Not only is this the compassionate, "right" thing to do, but it is also a means whereby the unique contributions of elderly persons can continue to be of service to the larger community.
In my own sadly troubled country, there are some angry voices claiming that we "cannot afford" Social Security. What I find astounding, aside from the selfishness of such arguments, is that there is no recognition that there is a cost to not providing for the elderly, too!
Wise leaders understand that - in the long run - the cost of an adequately funded pension program is going to be less than the accumulation of ad hoc emergency responses to the demands of the elderly poor for housing, food, and medical assistance.
If I may, I respectfully recommend two suggestions with regard to your pension plan.

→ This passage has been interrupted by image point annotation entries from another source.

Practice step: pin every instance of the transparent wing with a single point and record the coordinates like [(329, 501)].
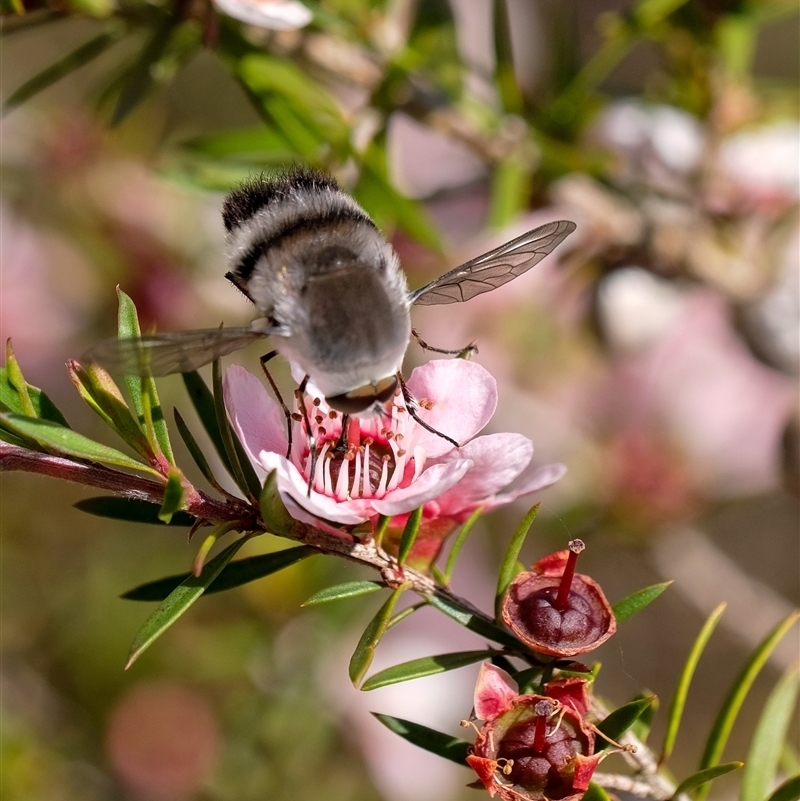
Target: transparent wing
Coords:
[(493, 269), (177, 352)]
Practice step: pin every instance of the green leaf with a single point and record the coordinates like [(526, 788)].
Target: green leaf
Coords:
[(243, 472), (409, 536), (426, 666), (634, 603), (732, 704), (194, 451), (508, 567), (141, 75), (365, 650), (678, 702), (761, 765), (64, 66), (179, 600), (620, 720), (704, 776), (98, 389), (788, 791), (458, 543), (439, 743), (173, 495), (237, 573), (273, 511), (57, 439), (349, 589), (203, 402), (473, 622), (143, 387), (40, 405), (131, 509)]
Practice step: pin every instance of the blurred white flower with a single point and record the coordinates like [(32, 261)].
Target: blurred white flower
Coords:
[(765, 161), (280, 15), (672, 135)]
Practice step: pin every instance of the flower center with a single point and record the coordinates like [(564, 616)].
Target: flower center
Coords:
[(365, 461)]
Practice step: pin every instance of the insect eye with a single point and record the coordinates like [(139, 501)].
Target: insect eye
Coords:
[(386, 388)]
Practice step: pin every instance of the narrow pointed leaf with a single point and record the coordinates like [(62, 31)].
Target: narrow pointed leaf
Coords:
[(18, 382), (173, 495), (761, 765), (678, 702), (43, 407), (634, 603), (704, 776), (365, 650), (458, 543), (473, 622), (143, 387), (426, 666), (243, 472), (437, 742), (788, 791), (508, 567), (195, 451), (276, 517), (620, 720), (64, 66), (409, 535), (131, 509), (203, 401), (179, 600), (235, 574), (733, 703), (99, 390), (350, 589), (57, 439)]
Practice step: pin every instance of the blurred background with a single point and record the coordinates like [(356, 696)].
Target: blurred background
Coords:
[(656, 353)]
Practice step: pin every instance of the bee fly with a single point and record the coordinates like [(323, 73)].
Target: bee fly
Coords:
[(329, 289)]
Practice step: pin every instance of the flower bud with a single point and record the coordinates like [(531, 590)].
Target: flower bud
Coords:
[(532, 746), (556, 611)]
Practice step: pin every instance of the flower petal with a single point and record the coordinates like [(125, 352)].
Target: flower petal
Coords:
[(464, 397), (432, 483), (255, 416), (280, 15), (497, 460), (291, 483), (494, 692)]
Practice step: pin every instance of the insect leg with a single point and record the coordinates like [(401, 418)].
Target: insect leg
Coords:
[(466, 352), (286, 413), (411, 405), (300, 393)]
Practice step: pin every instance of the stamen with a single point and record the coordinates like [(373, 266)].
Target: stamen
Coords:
[(356, 491), (381, 491), (366, 489), (343, 482)]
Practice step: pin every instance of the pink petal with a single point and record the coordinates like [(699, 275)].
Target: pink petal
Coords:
[(464, 397), (494, 692), (540, 479), (432, 483), (255, 416), (497, 460), (292, 484)]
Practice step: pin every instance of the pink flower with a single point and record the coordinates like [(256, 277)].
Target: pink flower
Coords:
[(390, 465)]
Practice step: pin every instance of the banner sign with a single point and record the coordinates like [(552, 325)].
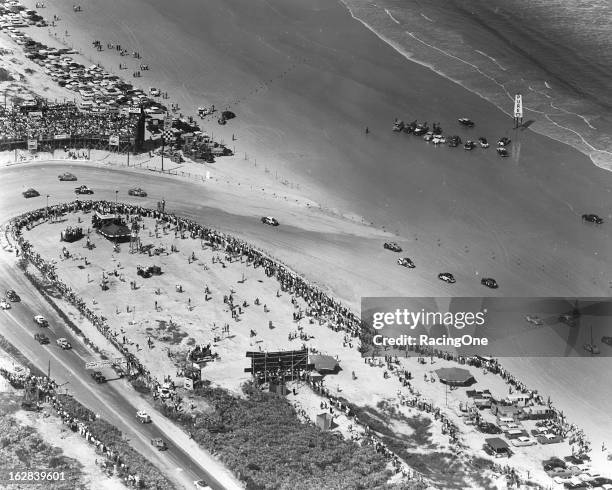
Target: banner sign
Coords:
[(518, 105), (105, 363)]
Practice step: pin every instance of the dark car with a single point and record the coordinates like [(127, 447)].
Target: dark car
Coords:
[(483, 142), (502, 152), (269, 220), (464, 121), (98, 377), (489, 282), (83, 190), (454, 141), (446, 277), (137, 191), (592, 218), (41, 338), (30, 193), (67, 176), (489, 428), (406, 262), (394, 247)]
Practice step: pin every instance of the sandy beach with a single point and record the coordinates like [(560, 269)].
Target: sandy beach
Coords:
[(305, 79)]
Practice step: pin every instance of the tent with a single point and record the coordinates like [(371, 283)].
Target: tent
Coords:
[(455, 376), (323, 363), (116, 232), (498, 446)]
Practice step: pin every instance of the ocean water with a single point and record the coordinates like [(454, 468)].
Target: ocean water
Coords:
[(556, 53)]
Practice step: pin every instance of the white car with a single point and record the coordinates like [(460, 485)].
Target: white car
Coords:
[(41, 320), (63, 343), (201, 485)]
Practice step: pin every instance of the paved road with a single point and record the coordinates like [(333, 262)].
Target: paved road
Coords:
[(114, 401), (109, 399)]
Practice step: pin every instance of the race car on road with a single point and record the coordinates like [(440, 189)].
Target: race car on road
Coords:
[(489, 282), (83, 190), (41, 321), (67, 176), (446, 277), (269, 220), (406, 262), (137, 191), (394, 247), (63, 343), (30, 193), (41, 338)]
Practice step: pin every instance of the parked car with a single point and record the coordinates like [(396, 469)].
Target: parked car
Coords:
[(41, 338), (98, 377), (67, 176), (269, 220), (41, 321), (137, 191), (30, 193), (523, 441), (63, 343), (446, 277)]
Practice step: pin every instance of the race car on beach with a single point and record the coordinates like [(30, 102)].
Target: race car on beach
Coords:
[(489, 282), (30, 193), (534, 319), (137, 191), (83, 190), (41, 321), (406, 262), (41, 338), (501, 151), (446, 277), (592, 218), (98, 377), (63, 343), (67, 176), (394, 247), (269, 220), (464, 121)]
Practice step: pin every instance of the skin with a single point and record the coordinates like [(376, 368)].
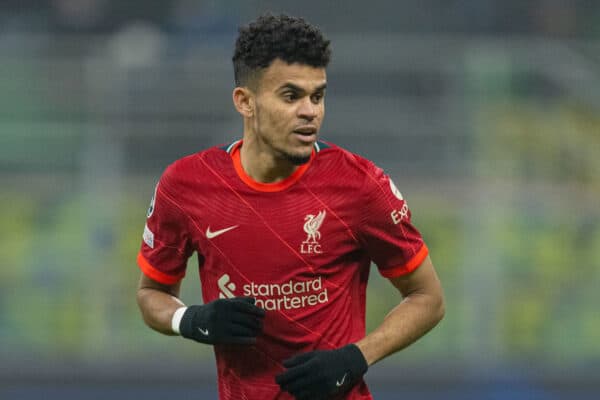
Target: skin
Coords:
[(287, 98), (282, 112)]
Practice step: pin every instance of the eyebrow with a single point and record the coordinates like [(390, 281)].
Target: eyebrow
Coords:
[(297, 88)]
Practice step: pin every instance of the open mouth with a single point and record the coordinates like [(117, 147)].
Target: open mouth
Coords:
[(306, 130)]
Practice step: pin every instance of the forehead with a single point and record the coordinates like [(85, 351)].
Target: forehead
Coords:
[(280, 73)]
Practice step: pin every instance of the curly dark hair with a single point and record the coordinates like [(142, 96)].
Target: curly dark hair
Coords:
[(288, 38)]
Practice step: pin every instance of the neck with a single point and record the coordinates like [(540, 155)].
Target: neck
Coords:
[(261, 165)]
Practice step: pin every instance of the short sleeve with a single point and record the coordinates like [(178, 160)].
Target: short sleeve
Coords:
[(392, 241), (166, 245)]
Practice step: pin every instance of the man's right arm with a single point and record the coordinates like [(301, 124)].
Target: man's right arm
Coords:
[(158, 303), (222, 321)]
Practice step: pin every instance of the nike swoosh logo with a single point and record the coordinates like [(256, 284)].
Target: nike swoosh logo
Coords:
[(203, 331), (210, 234), (340, 383)]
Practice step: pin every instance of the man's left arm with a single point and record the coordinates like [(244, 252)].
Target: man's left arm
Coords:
[(324, 373), (420, 310)]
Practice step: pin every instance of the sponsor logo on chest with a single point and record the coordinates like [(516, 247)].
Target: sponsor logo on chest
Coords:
[(289, 295)]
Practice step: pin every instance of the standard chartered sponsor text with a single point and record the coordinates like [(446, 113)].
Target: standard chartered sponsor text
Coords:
[(287, 296)]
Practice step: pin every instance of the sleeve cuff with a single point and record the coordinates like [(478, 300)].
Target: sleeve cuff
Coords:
[(155, 274), (408, 267)]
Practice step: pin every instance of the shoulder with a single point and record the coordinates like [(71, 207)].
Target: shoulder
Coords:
[(193, 167), (340, 159)]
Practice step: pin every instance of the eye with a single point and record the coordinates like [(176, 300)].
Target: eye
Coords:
[(317, 97), (290, 96)]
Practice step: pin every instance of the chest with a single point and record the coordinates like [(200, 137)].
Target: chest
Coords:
[(274, 237)]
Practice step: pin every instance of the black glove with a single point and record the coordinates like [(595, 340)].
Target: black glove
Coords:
[(322, 374), (223, 321)]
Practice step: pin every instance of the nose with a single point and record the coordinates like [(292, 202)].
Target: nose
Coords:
[(307, 109)]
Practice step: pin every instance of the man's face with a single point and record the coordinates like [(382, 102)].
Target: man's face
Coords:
[(289, 110)]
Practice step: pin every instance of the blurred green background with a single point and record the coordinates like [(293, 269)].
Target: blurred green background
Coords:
[(486, 115)]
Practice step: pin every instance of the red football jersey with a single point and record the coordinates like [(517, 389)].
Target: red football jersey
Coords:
[(302, 247)]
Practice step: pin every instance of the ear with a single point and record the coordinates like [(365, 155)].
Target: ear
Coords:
[(243, 99)]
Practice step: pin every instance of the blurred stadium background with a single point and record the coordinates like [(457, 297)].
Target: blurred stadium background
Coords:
[(486, 113)]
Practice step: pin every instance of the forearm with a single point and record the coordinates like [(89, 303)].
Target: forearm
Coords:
[(157, 308), (412, 318)]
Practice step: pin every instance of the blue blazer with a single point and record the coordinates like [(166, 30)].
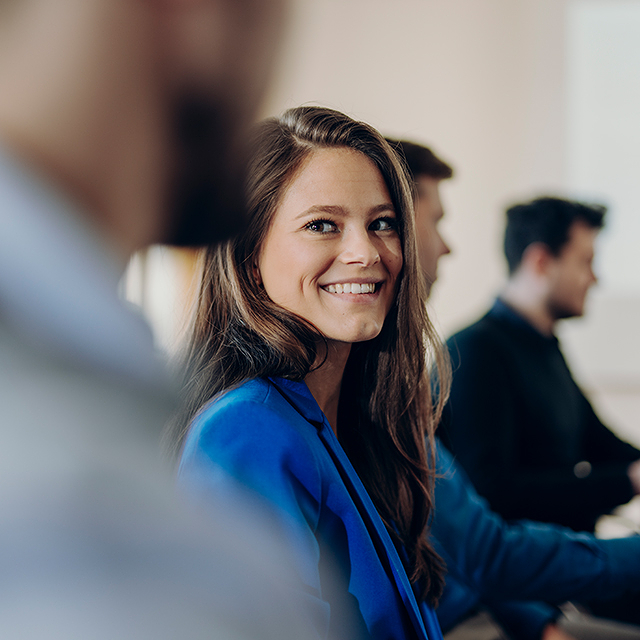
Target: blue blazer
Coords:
[(271, 436)]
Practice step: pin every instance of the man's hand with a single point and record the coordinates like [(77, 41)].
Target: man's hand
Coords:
[(633, 472), (553, 632)]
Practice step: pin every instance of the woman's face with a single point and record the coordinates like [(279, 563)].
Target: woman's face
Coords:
[(332, 254)]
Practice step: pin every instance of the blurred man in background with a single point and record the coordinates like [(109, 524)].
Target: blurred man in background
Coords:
[(120, 124), (496, 570), (517, 421)]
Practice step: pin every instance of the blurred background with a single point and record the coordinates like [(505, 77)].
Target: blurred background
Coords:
[(522, 98)]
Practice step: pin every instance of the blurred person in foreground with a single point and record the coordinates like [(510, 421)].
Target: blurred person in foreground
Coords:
[(517, 421), (119, 121), (497, 567)]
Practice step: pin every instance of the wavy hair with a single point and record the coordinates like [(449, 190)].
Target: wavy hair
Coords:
[(387, 413)]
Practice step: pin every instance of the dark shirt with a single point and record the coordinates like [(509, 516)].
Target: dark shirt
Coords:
[(524, 431)]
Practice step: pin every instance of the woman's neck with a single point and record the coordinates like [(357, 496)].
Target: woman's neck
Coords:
[(326, 381)]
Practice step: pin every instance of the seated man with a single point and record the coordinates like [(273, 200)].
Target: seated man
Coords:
[(492, 565), (516, 420)]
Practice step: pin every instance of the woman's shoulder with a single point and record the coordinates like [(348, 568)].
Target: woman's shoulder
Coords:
[(252, 414), (257, 437)]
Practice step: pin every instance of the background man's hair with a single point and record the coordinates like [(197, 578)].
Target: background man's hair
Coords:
[(420, 160), (546, 220)]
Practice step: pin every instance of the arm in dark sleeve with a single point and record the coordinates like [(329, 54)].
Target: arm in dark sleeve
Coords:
[(524, 560), (480, 420), (524, 620), (480, 424)]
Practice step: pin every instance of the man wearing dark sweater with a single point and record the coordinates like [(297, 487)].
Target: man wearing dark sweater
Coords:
[(516, 420)]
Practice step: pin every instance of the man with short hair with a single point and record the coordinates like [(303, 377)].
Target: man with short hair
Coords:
[(119, 124), (498, 567), (516, 420)]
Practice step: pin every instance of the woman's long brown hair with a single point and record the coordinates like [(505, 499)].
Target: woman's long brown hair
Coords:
[(387, 414)]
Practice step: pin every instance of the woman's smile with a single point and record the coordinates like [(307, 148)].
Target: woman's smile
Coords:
[(332, 254)]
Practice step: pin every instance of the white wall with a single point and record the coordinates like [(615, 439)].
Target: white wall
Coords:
[(500, 88), (494, 87)]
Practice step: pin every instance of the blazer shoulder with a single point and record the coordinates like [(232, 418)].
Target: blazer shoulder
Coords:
[(254, 424)]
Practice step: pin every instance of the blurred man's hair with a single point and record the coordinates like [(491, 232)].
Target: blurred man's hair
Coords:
[(420, 160), (546, 220)]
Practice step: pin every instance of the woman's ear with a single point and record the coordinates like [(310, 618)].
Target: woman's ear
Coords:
[(255, 270)]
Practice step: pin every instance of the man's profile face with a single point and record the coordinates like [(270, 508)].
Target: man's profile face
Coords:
[(571, 273), (429, 212)]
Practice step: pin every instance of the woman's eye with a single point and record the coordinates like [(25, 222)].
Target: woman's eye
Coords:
[(384, 224), (321, 226)]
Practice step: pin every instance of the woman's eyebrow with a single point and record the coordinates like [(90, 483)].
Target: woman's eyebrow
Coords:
[(341, 211), (322, 208)]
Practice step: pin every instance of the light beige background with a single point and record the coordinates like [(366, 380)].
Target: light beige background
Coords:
[(497, 88)]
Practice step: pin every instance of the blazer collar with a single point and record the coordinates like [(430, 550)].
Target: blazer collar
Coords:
[(299, 396)]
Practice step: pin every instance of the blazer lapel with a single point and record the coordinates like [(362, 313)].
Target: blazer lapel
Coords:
[(422, 617), (380, 535)]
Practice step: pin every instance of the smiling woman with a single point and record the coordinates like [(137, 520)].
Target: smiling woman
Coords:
[(306, 373)]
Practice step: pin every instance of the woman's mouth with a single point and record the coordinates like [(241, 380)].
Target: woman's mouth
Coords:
[(351, 287)]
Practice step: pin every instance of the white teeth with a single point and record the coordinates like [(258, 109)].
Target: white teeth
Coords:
[(354, 287)]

First, rather than a pure defined benefit plan which uses all of a person's wages as one of the ingredients of determining eventual benefits, I recommend adjusting that formula to give greater payout "weight" to those of greater need (at or below the poverty line, for example), and significantly lesser proportionate payments to those less in need of pension supplements in retirement.
To use US dollars in an example: someone whose lifetime average wages are US$25,000 a year or less is clearly going to need a replacement ratio of nearly 100 percent, while a person whose lifetime average wages are US$125,000 will "need" a lesser replacement ratio.
The latter individual is one who most likely has accumulated significant private reserves for retirement, while the former has had little or no "surplus" by which to provide for the future.
The Social Security program in the United States operates like this. While this kind of program will cost significantly less than a pure defined benefit program, it will achieve the legitimate justice goals of the state.
Second, I think it most likely that your pension program will have a greater chance of success if it is national in character and not dependent upon individual provinces or communities.
That there will likely remain considerable variation in income and living standards among the various locales in China, just as is in the United States, is a coherent argument for a national program. A national program also can more easily accommodate citizen mobility from one city or province to another.
I offer these thoughts with the hope that they might be of some assistance in continuing your admirable commitment to the well being of all of your citizens, whatever their age or income.
The author, a former college teacher and member of the Iowa State House of Representatives, retired from the Iowa Public Employees' Retirement System in 2004 after 17 years as its benefits administrator.